Pension funds are major players in the commercial real estate market, helping to buoy property prices, particularly in major Canadian cities.
However, in the latest quarter, there has been a resurgence of private buyers acquiring property, according to a second-quarter 2014 Canadian Investment Statistics study by real estate investment firm CBRE Ltd.
In the first quarter of 2014, the pension funds spurred the market. But activity slipped in the second, falling to 11.4 per cent in the second quarter from 31.6 per cent in the first.
Private buyers, however, increased their buying, jumping to 61.6 in the second quarter from 39.6 per cent of purchases in the first, CBRE noted.
In other words, activity was brisk. The overall number of transactions rose 9.7 per cent, but the overall dollar value fell to $5.1-billion in the second quarter from $6.7-billion in the first.
This doesn’t mean that pension funds are less interested in real estate.
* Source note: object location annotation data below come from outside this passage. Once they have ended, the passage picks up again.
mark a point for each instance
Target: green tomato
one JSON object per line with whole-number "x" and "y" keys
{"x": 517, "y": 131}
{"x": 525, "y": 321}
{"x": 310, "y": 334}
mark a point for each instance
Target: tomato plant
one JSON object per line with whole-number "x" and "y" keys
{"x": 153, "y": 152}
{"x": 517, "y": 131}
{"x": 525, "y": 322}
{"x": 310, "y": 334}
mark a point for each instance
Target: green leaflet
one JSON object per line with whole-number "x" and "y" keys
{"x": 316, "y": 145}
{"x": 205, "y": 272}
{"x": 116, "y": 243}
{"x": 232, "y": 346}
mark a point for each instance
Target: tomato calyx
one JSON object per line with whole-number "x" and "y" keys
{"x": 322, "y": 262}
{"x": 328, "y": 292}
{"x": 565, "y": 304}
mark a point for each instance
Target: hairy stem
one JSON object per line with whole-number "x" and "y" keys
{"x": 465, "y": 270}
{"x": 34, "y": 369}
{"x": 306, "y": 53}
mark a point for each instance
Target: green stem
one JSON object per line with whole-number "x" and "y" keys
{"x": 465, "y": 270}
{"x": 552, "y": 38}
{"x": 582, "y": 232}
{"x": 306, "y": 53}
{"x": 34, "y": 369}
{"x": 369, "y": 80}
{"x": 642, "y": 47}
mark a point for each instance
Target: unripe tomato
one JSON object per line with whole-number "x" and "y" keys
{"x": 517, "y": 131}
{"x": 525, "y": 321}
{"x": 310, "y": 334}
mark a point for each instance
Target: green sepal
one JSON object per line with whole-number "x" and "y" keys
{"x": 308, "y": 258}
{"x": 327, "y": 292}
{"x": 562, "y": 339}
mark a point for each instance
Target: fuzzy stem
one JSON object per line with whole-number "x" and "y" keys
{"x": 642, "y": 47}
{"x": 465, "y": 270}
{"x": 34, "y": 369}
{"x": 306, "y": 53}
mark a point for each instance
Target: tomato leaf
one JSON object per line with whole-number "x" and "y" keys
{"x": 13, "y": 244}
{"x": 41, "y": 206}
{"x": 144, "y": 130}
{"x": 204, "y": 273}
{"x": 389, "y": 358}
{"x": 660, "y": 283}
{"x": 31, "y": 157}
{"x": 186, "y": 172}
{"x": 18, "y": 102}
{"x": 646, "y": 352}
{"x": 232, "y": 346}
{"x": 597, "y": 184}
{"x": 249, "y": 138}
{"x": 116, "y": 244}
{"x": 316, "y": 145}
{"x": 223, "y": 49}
As Ross Moore, CBRE’s director of research in Canada, noted, the major pension funds such as Oxford Properties owned by Ontario Municipal Employees Retirement System and Cadillac Fairview owned by Ontario Teachers’ Pension Plan, have been especially interested in developing property, rather than purchasing.
Instead, much of the purchasing is being done by smaller Canadian pension funds.
“When we talk about pension funds investing in real estate, we’re actually referring to that sub group. That’s not to say that Oxford and Cadillac are not buying, because if you look over the last five years, they have bought some significant pieces of real estate,” Mr. Moore said.
“But as we sit here today, those are more focused on development than they are buying. But the smaller pension funds and their advisers are active.”
Much of the quarter’s activity was in the West. Commercial real estate investment volume soared by 43 per cent to $772.3-million in Calgary compared with the first quarter. Edmonton rose 18.6 per cent to $346.5-million quarter to quarter. Vancouver gained 10 per cent to $766.7-million.
Toronto slumped to $1.9-billion in the second quarter from $3.6-billion in the first. Still, the number of Toronto commercial real estate transactions actually increased to 408 in the second quarter, from 397 transaction in the first.
“And that happens quite easily,” Mr. Moore said. “All it takes are a couple of big deals. Bayview Village comes to mind [the sale of Bayview Village Shopping Centre finalized in early 2014 to British Columbia Investment Management Corp. for $500-million]. Half a billion dollars … so right there, you’ve skewed your [first-quarter] numbers.”